Referring to FIG. 7, the MS searches channels in the order prestored in a table and measures the strength of the RX powers of the searched channels in step 701 (see step 603 of FIG. 6). Thereafter, the MS selects only the channels whose RX powers are greater than the first threshold TH1, and arranges the selected channels in the descending order of the RX powers (e.g., see, steps 605 and 607 of FIG. 6).

In step 703, in order to perform band sliding, the MS groups cells of the channels in pairs to create cell sets, and arranges the cells of the cell sets in the descending order of the RX powers.

In step 705, the MS calculates a carrier frequency difference (|P_i−P_j|) and a RX power difference (|f_i−f_j|) of the two cells of the Kth cell set. “K” has an initial value of 1.

In step 707, the MS determines if the carrier frequencies of the two cells of the Kth cell set are adjacent to each other and the two cells have similar RX power. That is, the MS determines if the calculated RX power difference is smaller than a second threshold TH2 and the calculated carrier frequency difference is smaller than a third threshold TH3 (|P_i−P_j|<TH2 & |f_i−f_j<TH3). If so (|P_i−P_j|<TH2 & |f_i−f_j|<TH3), the MS proceeds to step 709; and if not, the MS proceeds to step 711.

In step 709, the MS performs band sliding for simultaneously receiving data signals from the two cells. Thereafter, the MS ends the procedure.

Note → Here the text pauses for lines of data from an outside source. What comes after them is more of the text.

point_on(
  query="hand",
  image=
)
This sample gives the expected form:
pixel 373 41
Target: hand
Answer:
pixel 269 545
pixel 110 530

In step 711, the MS increases “K” by 1 (K=K+1). In step 713, the MS compares the increased K with the number T of the created cell sets (K<T?). If K≧T, the MS proceeds to step 715; and if K<T, the MS returns to step 705.

In step 715, the MS selects the cell that has the strongest RX power. Thereafter, the MS ends the procedure.

The above procedure can also be applied to reselection of cells.

As described above, the apparatus and method according to the present invention simultaneously receives data signals from two cells with adjacent FAs in a cellular environment with a frequency reuse factor of N, by sharing the adjacent FAs. Accordingly, it is possible to obtain a diversity effect.

While the present invention has been shown and described with reference to certain preferred embodiments thereof, it will be understood by those skilled in the art that various changes in form and details may be made therein without departing from the spirit and scope of the present invention as defined by the appended claims.